Is there anything I have to do to make the goat showable or is this up to the buyer?

Also, how old do they have to be to get ear tags or to get disbudded or castrated? Do they have to be young or can this be done once they are older or grown?


----------



## ksalvagno (Oct 6, 2009)

You would have to find out with the local 4H and FFA clubs about the horns. I don't know with Fainters but dairy goats have to be disbudded and Boer goats usually aren't disbudded and I believe Pygmy goats usually don't have to be disbudded.

Actually, you would need to find all your questions out with your local shows and 4H. In the state of Ohio, they have to have a tattoo or tag to identify them for scrapies. A registration tattoo from a registry is fine as long as it is accompanied with the registration.

I would guess that no bucks allowed. I know in any 4H around here it is either wethers or does.

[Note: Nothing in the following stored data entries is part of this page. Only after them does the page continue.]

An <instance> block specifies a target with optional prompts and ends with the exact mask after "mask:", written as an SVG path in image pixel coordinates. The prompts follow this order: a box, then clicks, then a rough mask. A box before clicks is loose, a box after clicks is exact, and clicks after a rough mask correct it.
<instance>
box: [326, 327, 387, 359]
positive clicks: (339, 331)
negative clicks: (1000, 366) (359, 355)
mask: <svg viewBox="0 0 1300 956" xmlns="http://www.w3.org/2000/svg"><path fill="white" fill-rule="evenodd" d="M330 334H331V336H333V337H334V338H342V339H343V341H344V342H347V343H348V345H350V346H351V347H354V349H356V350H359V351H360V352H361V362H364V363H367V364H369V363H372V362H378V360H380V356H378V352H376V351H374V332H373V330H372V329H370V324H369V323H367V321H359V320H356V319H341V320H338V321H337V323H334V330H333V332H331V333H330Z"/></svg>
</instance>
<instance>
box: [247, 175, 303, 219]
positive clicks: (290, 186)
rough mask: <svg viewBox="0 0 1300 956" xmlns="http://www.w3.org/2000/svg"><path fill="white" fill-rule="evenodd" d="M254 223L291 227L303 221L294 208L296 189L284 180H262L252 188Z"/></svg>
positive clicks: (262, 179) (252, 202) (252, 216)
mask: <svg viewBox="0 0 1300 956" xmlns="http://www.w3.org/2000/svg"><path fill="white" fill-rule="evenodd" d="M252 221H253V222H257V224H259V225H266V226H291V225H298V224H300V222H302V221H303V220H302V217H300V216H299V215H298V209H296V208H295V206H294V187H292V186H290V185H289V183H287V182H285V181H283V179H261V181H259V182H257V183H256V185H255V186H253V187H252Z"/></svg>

4H kids have to have their goat by a certain date and that date depends on when the fair is. You don't have to do anything to get them ready for show, that is up to the kids.


----------



## caprine crazy (Jun 12, 2012)

In Indiana, if it is a meat goat, it must have a scrapies tag. It does not have to be registered and if they are showing a male, it must be a wether with no extra tissue. So, if you use the cutting method to wether you can't do that because that leaves extra skin down there. It has to be all gone. Out here the wether must be born after a certain date and cannot be over a year old. You don't have to do anything for the does because you can show them at any age in 4H. I would definiately check with your county 4H extension to ask when wethers have to born so you know which ones 4Hers can choose from.


----------